We used SciVal, a platform that works with Scopus data, to list the most cited authors in communication in 2009 and 2019. While SciVal is a relatively new tool, it is widely used to examine research frontiers and evaluate top scholarly performance (Santos et al., 2020). We selected the 50 most cited authors in each period to implement a parsimonious analysis. In restricting our analysis to the 50 most cited authors we followed the methodology of Shapiro (2000) who also considered the 50 most cited authors in his analysis of the citation patterns of legal scholars. As the citation-based distribution of scholars tends to follow a Pareto distribution (Wang & Barabási, 2021), this set of authors represents the “top of the top” with specific properties of citation records that make it interesting to compare them with the field.

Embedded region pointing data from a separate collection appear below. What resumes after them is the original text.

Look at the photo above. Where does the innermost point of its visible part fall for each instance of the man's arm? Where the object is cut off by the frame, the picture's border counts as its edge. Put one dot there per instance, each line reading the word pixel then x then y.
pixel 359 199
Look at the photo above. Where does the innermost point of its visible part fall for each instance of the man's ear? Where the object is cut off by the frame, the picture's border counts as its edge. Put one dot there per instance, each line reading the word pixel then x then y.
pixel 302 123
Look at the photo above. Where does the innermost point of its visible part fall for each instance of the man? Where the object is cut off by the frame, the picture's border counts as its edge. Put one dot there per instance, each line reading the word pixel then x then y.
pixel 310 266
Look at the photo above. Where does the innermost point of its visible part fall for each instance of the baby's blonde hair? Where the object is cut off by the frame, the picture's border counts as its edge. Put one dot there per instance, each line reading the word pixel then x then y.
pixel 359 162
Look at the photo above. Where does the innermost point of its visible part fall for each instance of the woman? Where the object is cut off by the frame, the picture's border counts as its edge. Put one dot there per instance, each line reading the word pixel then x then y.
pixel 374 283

We decided to work with these two periods because we aimed to analyze the widest interval possible. For 2019, SciVal works with citation data between 2017 and 2019. Unfortunately, there was no such an option for 2009. Thus, we imported data on published papers from Scopus (between 2007 and 2009) and then computed the list of the most cited authors in SciVal.

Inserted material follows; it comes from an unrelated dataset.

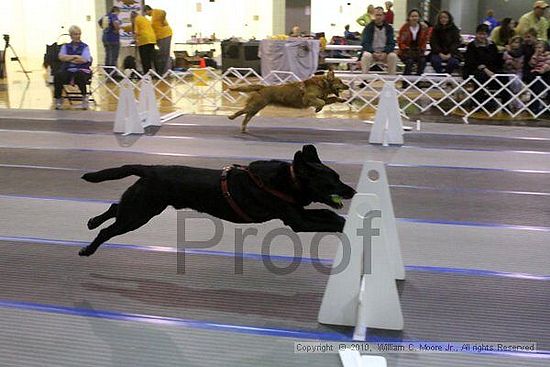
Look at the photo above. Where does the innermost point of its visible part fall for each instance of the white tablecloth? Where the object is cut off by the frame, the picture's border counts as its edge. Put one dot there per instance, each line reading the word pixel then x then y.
pixel 300 56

For data gathering, first, we collected the names of the most cited authors (different in each period of study, 2009 and 2019) and every co-author’s name whom the most cited authors worked with in the analyzed years. Second, we accumulated the number of co-authors and computed the number of published papers by the most cited author without any co-author. Third, we gathered the proportion of papers in which the most cited author worked with one or more co-authors separately and cumulated the names of every co-author, including the most-cited author, to estimate how many authors worked altogether in the projects where the most cited author was involved. Finally, we coded manually the sex of the most cited authors by looking at their names in their Curriculum Vitaes (CVs).

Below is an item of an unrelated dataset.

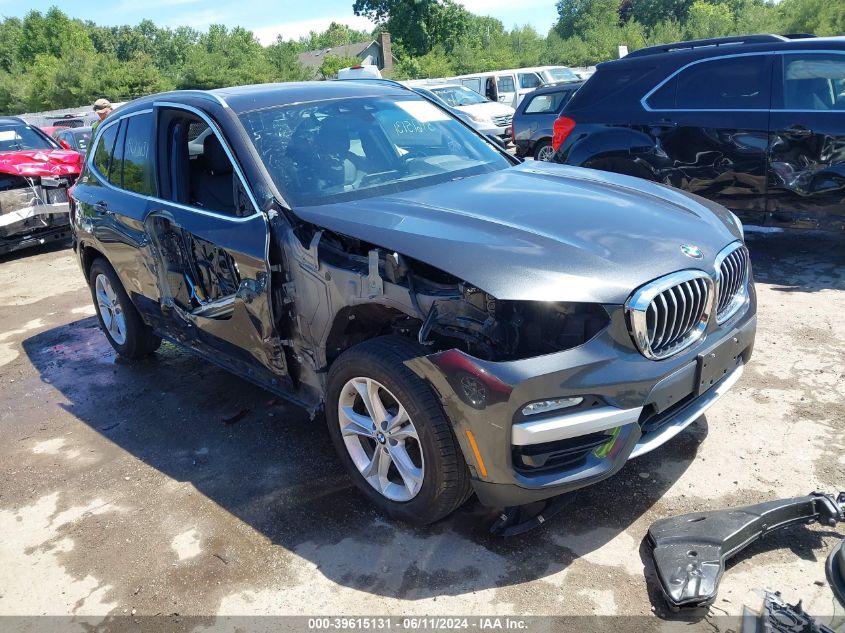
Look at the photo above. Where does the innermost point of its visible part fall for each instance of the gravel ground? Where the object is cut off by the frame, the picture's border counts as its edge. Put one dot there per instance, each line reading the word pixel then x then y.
pixel 125 491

Another dataset based on the Journal Citation Reports (JCR) was built for the analysis of the field of “Communication” in both 2009 (N of articles considered = 315) and 2019 (N of articles considered = 356). The JCR ranking was selected because it is arguably the most common classification tool in research assessments. In 2009 a total of 1756 articles were published in JCR journals, while in 2019 this number had increased to 4800. Thus, the sample sizes considered are representative of the respective target population and proportional to the number of published papers per year of each journal at 5% margin of error. Special issues were discarded from the analysis as they might introduce bias. After acquiring the proportional sample sizes, we randomly selected articles with the help of a random number generator to create a representative sample that will be eventually coded. Then, we listed the relevant papers, counted and searched the total numbers and names of authors in every published paper from the sample. According to our calculations, 645 and 823 scholars, including the first authors, worked on the selected papers in 2009 and 2019.

Data analysis protocol

We ran different statistical techniques to test our hypotheses and answer our research question. For H1a and H1b, we compared probability distributions between sex (male/female) and years (2009/2019), for the most cited authors and the field (i.e., a representative sample of papers in the field of communication), independently. Accordingly, we ran a series of Chi-square homogeneity tests (χ2) with Yate’s correction (2 × 2 cross-tables). Similarly, for H2a and H2b, we compared probability distributions of the number of authors per paper (one author, two or three authors, and four or more authors) and years (2009/2019). In order to test if there are statically significant differences, we ran Chi-square homogeneity tests (χ2) and Kendall’s rank correlation coefficients Tau-b (τb) and Tau-c (τc).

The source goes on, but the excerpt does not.